Hoping Phoenix finds life? Read this 1st!

I would add:

4. Theory Fourth. Blindness: We are not the One, or the Few, we are just one of many but our technologies are still to primitive to see them, or we are looking in the wrong places, or at the wrong frequencies, or distances are too great and "the many" too scattered in a galaxy with 100,000,000,000 stars.

Or, rather than assume that we are too primitive to see them, perhaps they are too "primitive" to be seen. Must an intelligent race have high technology? Is our kind of technology really the mark of high intelligence? I suppose the answer depends on when you ask the question - before or after the H-bombs go off, or the glaciers melt. Wouldn't it be logical to assume that the highest intelligence would express itself through a discreet sustainability which would be invisible at a distance? I can imagine our galaxy teeming with Zen-like, inward-looking master races. Those few Galactic Intelligences who thoughtlessly choose our brand of Onward and Upward! high-technology invariably hit the Great Filter.
 
I can imagine our galaxy teeming with Zen-like, inward-looking master races. Those few Galactic Intelligences who thoughtlessly choose our brand of Onward and Upward! high-technology invariably hit the Great Filter.

Perhaps, but choosing to live the "simple life" is a Great Filter in and of itself. If you do not figure out how to get off the planet, sooner or later you're going to get pwnd by an asteroid or a gamma ray burst, or some other disaster which requires two planets to live through. So your race can live like monks, but you have effectively removed yourself from the picture.
 
Relating to this very good point, one idea that seemed to hold promise was suggested during the glory days of the late 1990s. The idea proposed by this fellow (who is, as it happens, Ray Bradbury's nephew) was that the answer can be found in the "missing mass" problem.

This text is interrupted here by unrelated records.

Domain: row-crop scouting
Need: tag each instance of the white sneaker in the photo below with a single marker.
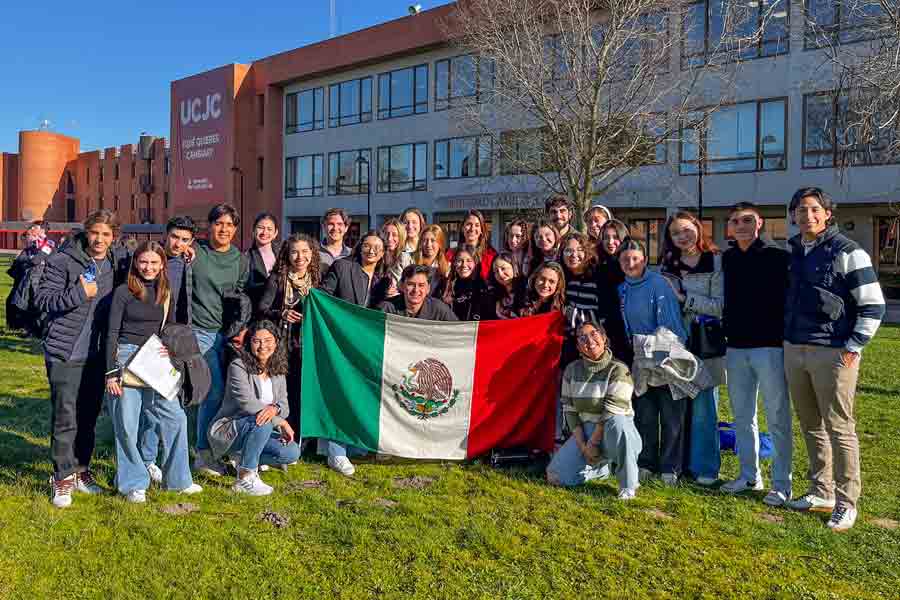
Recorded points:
(775, 498)
(86, 484)
(191, 489)
(626, 494)
(251, 484)
(205, 463)
(736, 486)
(811, 502)
(342, 465)
(843, 517)
(136, 496)
(62, 491)
(155, 473)
(645, 474)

Yes, that did seem like the only real candidate left; that advanced societies could be living in interstellar space in 'cold' habitats rather than around stars. But, as you say, further research has pretty much eliminated that idea.

But it raises another point: if there was a species out there a million years ahead of us, why would they be letting all that energy and all those raw materials go to waste in stars blasting out starlight into space?
 
But it raises another point: if there was a species out there a million years ahead of us, why would they be letting all that energy and all those raw materials go to waste in stars blasting out starlight into space?

You are referring to a Dyson Sphere scheme for using a star's energy?